Mais avant que ma tante ne finisse sa phrase, Yuna se leva à son tour. Pour lui donner la plus mémorable et la plus sonore des gifles qu’il m’ait été donné de voir, choquant grandement l’assemblée. Ma tante, une fois le choc passé, devint rouge de colère.
-Toi ! Tu… !
-Ces filles viennent de faire leurs adieux à leur mère et vous, vous ne trouvez rien de mieux que de vous en prendre !? Honte à vous ! lui cria Shûhei.
-Je n’ai pas de leçon à recevoir de… !
-FERMEZ-LÀ ! lui hurla Yuna.
Son cri était si puissant que ma tante, toute penaude, recula et se rassit, comme soumise aux dominants de la meute. Shûhei regarda toutes les personnes dans la pièce, avant de se tourner vers son grand-père et de déclarer :
-On va les prendre avec nous !
(… Quoi ?)
J’ai cru avoir mal entendu. Il…
-Shû-chan ?! fit Natsu avec étonnement.
-Attends, Shûhei ! fit son grand-père, tout aussi étonné. Ce n’est pas une décision à prendre à la légère ! S’occuper d’un enfant, ce n’est pas rien. Alors, deux…
-Je sais, Grand-père. Mais honnêtement, pour leur bien et leur bonheur, tu voudrais vraiment qu’elles aillent avec l’un d’eux ?

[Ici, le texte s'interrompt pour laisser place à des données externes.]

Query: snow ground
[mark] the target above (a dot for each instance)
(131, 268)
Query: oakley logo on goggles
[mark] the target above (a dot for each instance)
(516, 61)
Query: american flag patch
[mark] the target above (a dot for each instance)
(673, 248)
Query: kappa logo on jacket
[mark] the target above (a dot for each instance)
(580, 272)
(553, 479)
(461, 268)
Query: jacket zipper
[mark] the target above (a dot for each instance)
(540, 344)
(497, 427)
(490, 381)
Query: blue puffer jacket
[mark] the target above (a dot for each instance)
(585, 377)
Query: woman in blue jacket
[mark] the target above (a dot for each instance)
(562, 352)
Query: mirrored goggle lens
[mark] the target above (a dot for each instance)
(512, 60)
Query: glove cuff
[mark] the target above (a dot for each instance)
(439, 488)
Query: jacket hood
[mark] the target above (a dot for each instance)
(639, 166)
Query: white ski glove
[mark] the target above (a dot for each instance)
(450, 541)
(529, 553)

Le vieil homme regarda à son tour les personnes présentes. Certains s’attendaient peut-être à ce qu’il le raisonne ou quelque chose, mais n’en fit rien. Au contraire, il donnait l’impression d’être d’accord avec ce que venait de dire son petit-fils. Les autres se sont murés dans le silence. À mon avis, pour eux, ces sales cons, ce serait un problème de réglé, s’il nous prenait vraiment avec lui...
-Miku…
Shûhei s’agenouilla face à ma petite sœur et la regarda droit dans les yeux.
-Tu veux venir vivre avec moi ? Avec Yuna.

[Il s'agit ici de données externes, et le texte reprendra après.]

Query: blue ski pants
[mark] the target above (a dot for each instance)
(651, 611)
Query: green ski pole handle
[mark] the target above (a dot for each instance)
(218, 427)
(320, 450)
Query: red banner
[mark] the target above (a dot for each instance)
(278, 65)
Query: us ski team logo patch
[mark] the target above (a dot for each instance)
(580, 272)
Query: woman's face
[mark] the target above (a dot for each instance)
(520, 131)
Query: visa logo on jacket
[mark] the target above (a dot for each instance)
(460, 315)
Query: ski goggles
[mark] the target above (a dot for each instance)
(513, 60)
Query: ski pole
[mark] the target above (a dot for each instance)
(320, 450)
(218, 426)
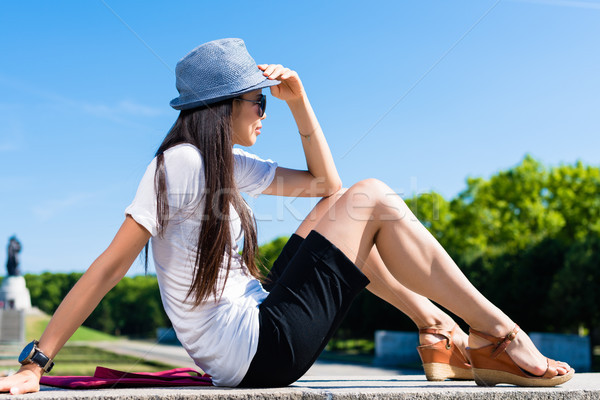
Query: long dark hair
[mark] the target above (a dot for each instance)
(209, 129)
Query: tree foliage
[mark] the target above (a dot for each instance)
(527, 237)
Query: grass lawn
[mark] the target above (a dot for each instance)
(83, 360)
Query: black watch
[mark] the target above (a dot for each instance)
(31, 353)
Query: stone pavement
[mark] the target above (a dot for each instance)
(581, 387)
(325, 380)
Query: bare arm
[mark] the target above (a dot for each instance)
(322, 178)
(104, 273)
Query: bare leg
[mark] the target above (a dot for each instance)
(370, 213)
(419, 309)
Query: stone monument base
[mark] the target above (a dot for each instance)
(14, 295)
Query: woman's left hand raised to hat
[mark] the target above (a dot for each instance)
(290, 87)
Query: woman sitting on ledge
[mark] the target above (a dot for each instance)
(246, 331)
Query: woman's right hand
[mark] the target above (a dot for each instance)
(26, 380)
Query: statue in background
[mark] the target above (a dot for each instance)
(14, 248)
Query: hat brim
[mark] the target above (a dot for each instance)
(176, 104)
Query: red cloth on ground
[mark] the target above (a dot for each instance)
(111, 378)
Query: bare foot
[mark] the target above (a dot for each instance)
(523, 352)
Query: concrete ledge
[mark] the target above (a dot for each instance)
(581, 387)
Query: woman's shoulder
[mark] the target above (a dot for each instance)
(184, 155)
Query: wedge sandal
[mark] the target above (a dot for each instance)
(443, 360)
(492, 365)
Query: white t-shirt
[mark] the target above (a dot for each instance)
(221, 336)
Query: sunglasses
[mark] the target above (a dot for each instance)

Miku continuait de le regarder, tout en me serrant fort dans ses bras.
-Est-ce que Grande sœur Yuko peut venir aussi ? demanda-t-elle.
À mon tour, j’ai serré fort ma petite sœur dans mes bras.

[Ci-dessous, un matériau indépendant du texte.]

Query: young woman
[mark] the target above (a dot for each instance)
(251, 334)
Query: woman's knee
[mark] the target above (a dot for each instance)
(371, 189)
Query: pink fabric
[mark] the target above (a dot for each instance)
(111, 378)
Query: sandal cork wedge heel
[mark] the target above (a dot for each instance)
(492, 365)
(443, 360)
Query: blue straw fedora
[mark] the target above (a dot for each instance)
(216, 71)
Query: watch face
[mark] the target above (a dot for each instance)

-Si elle le veut, oui. Yuko ?
Lui et moi nous fixions. Ma réponse ne fut pas longue à attendre.
-Oui…
-Yuna, tu es d’accord ?
-Si tu ne les avais pas prises toutes les deux, j’aurais rompu les fiançailles, dit-elle en posant sa main sur son épaule.
Il poussa un petit rire. Elle vint prendre son fiancé dans ses bras et nous regarda avec un sourire.
-Bienvenue dans votre nouvelle famille…
Je m’étais retenue. Je m’étais retenue, pourtant. Mais cette fois, je n’ai pas pu. Je me suis mise à pleurer. À pleurer de tristesse à cause du départ de ma mère. À pleurer de joie parce que quelqu’un voulait de nous, alors que je pensais il y a quelques minutes encore que nous n’eussions plus personne.
C’était terrible, de ne plus pouvoir s’arrêter de pleurer. De peine comme de joie.